The collect command is the default command for WEC when no other options are provided. It runs a collection from the terminal and saves the result in the output folder by default.

Basic Usage

$ website-evidence-collector https://example.com

Options

1. Simple output on the terminal only:
$ website-evidence-collector --no-output --yaml https://example.com 2> /dev/null

This displays the output on the terminal and redirects logging to /dev/null.

2. Ignore certificate errors during collection:
$ website-evidence-collector -y -q https://untrusted-root.badssl.com -- --ignore-certificate-errors

This ignores certificate errors when collecting data from the specified URL.

All command line arguments after -- (the second in case of npm) are applied to launch Chromium.

Reference: https://peter.sh/experiments/chromium-command-line-switches/#ignore-certificate-errors

Integrate with testssl.sh:

Note: Testssl.sh v3.0 or higher must be already installed. The most recent and with WEC tested version is v3.0.6.

With the option --testssl, the website evidence collector calls testssl.sh to gather information about the HTTPS/SSL connection.

a. Basic usage:

$ website-evidence-collector --testssl https://example.com

b. Specify testssl.sh executable location:

$ website-evidence-collector -q --testssl-executable ../testssl.sh-3.0.6/testssl.sh https://example.com

c. Use a pre-existing testssl.sh JSON output file:

$ website-evidence-collector --testssl-file example-testssl.json https://example.com

🐋 Using Docker or Podman

Docker/Podman containers are available under https://code.europa.eu/EDPS/website-evidence-collector/container_registry.

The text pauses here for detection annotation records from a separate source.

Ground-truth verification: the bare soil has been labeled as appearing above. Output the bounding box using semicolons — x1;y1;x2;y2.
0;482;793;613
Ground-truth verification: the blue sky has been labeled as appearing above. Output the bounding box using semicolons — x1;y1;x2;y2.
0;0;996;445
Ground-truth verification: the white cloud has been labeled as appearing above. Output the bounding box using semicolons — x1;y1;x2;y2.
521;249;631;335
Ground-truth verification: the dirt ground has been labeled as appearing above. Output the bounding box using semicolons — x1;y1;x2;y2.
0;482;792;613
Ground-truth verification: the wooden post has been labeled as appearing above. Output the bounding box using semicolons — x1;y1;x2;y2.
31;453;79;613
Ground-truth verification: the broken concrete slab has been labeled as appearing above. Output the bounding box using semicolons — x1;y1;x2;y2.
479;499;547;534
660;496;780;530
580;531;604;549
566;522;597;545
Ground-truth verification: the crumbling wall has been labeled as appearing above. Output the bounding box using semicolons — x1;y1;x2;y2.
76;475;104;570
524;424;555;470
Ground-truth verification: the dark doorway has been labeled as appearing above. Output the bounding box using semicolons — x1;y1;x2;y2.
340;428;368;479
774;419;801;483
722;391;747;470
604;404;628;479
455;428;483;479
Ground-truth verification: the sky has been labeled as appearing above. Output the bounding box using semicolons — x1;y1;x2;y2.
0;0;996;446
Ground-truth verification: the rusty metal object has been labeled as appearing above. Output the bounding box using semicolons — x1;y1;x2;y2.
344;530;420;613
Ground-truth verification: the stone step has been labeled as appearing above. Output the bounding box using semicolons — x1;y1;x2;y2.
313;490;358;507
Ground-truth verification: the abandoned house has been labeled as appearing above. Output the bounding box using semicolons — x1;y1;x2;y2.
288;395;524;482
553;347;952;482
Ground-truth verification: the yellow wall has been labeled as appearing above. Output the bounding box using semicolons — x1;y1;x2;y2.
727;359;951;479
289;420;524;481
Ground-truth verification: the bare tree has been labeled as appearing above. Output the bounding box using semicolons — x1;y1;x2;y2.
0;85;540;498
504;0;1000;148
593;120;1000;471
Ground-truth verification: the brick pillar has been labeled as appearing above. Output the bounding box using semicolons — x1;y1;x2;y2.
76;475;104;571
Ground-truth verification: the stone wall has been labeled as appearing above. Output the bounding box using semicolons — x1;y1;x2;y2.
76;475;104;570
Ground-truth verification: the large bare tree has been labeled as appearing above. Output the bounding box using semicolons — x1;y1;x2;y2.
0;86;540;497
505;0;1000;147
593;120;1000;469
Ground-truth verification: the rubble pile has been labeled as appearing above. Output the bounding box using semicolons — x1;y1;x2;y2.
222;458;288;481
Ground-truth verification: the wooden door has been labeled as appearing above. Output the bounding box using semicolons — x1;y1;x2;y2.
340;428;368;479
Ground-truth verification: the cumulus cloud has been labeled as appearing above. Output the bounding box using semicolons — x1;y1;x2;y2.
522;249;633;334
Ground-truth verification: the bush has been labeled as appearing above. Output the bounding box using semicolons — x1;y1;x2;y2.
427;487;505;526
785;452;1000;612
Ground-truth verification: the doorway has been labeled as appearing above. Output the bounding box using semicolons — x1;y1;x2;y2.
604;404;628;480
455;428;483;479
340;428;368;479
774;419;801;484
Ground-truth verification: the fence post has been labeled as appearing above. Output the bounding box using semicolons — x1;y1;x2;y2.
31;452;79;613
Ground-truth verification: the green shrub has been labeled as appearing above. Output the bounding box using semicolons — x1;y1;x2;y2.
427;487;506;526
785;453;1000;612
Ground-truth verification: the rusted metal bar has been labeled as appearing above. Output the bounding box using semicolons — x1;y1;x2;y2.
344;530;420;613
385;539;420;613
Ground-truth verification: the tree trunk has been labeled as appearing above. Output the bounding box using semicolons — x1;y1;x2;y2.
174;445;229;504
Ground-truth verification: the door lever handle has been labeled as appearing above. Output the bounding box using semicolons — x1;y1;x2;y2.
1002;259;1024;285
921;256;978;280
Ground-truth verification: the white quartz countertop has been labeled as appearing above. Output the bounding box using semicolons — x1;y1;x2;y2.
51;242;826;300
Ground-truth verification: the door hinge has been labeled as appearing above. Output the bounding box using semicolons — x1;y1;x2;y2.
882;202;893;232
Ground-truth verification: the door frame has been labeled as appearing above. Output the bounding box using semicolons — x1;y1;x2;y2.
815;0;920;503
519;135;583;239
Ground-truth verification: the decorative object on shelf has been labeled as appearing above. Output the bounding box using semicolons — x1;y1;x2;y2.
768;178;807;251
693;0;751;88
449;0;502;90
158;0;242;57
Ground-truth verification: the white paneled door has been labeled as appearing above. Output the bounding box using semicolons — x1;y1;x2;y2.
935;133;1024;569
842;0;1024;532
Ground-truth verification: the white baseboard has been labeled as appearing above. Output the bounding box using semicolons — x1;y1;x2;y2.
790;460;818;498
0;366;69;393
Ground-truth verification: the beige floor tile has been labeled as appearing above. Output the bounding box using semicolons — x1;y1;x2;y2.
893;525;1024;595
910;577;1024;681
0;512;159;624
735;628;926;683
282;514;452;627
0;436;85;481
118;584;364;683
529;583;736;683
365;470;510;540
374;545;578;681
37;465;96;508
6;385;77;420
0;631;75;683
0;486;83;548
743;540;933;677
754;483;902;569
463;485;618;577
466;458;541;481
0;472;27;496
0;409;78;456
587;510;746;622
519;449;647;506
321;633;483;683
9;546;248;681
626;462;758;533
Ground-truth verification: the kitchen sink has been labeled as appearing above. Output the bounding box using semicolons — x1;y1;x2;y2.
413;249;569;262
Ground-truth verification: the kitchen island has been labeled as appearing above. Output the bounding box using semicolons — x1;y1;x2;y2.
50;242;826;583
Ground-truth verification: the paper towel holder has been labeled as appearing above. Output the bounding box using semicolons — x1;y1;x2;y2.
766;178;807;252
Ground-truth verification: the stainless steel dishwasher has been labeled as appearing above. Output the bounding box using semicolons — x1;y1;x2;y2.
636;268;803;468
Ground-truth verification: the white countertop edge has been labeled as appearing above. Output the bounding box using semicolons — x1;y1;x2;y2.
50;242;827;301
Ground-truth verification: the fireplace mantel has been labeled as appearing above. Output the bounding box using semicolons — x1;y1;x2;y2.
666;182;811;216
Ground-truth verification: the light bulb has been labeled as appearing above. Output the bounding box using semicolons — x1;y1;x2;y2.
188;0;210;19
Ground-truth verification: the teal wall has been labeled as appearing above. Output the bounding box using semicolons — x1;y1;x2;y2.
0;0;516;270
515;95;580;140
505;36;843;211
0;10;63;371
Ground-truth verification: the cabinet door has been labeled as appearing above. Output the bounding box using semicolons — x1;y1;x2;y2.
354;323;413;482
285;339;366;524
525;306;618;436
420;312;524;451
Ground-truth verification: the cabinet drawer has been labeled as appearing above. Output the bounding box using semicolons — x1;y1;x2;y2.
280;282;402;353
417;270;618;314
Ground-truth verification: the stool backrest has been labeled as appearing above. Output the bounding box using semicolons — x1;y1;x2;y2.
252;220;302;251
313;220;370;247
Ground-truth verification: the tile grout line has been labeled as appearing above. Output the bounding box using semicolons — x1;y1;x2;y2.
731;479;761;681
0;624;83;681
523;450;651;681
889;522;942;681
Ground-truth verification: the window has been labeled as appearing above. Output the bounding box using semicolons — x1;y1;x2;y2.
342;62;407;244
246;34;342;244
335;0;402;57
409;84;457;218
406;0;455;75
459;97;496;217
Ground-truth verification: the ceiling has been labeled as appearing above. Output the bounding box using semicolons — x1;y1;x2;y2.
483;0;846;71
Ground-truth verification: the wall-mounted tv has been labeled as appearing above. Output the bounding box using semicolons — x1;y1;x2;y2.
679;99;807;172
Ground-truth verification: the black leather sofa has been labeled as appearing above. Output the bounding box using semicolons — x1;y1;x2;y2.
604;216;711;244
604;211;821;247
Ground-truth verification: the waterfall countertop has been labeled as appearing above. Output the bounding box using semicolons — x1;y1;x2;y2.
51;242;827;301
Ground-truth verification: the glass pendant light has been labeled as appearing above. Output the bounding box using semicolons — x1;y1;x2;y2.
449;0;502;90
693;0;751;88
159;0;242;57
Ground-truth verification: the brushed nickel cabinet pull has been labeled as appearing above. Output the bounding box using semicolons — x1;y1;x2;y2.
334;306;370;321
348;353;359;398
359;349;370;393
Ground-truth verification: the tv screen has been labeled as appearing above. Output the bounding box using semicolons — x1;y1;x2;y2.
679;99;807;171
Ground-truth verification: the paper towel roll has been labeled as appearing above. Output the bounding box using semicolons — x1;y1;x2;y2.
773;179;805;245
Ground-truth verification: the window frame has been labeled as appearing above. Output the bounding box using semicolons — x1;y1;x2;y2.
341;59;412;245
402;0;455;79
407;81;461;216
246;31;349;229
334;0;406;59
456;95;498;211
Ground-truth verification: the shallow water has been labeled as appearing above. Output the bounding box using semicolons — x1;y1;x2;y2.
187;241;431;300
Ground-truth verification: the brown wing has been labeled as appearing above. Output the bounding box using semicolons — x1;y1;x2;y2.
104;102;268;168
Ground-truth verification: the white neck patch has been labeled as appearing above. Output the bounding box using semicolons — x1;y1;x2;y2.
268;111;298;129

  • To run the WEC server, forward the port:

     $ docker run -p 8080:8080 code.europa.eu:4567/edps/website-evidence-collector:latest
  • To collect evidence and save output, map a volume:

    $ docker run -v /path/on/your/system:/output:z --userns=keep-id code.europa.eu:4567/edps/website-evidence-collector:latest collect https://example.com
  • Or build your own image using the Containerfile:

     $ docker build -t website-evidence-collector -f Containerfile
  • The container accepts the version of testssl.sh used through the environment variable TESTSSL_VERSION.

Frequently Asked Questions

Please find a collection of frequently asked questions with answers in FAQ.md

Setup of the Development Environment

  1. Install the dependencies according to the Installation Guide point 1.
  2. Clone the Repository using Git
    $ git clone https://code.europa.eu/EDPS/website-evidence-collector.git`.
  3. Open the terminal and navigate to the folder website-evidence-collector.
  4. Install the dependencies and compile TypeScript
    $ npm install
    $ npm run install-frontend-dependencies
    $ npm build
  5. Consider to use npm link to make the command website-evidence-collector available outside the project folder.

TODO List

Third-Party Software

The following software extends WEC to cover further use cases. It is developed independently of the WEC and is not tested or approved by the WEC developers.

Resources for Developers

Contributors

License

This work, excluding filter lists, is distributed under the European Union Public Licence (the ‘EUPL’). Please find the terms in the file LICENSE.txt.

Filter lists in the assets/ directory are authored by the EasyList authors (https://easylist.to/) and are for your convenience distributed together with this work under their respective license as indicated in their file headers.

  1. npm stands for Node.js package manager.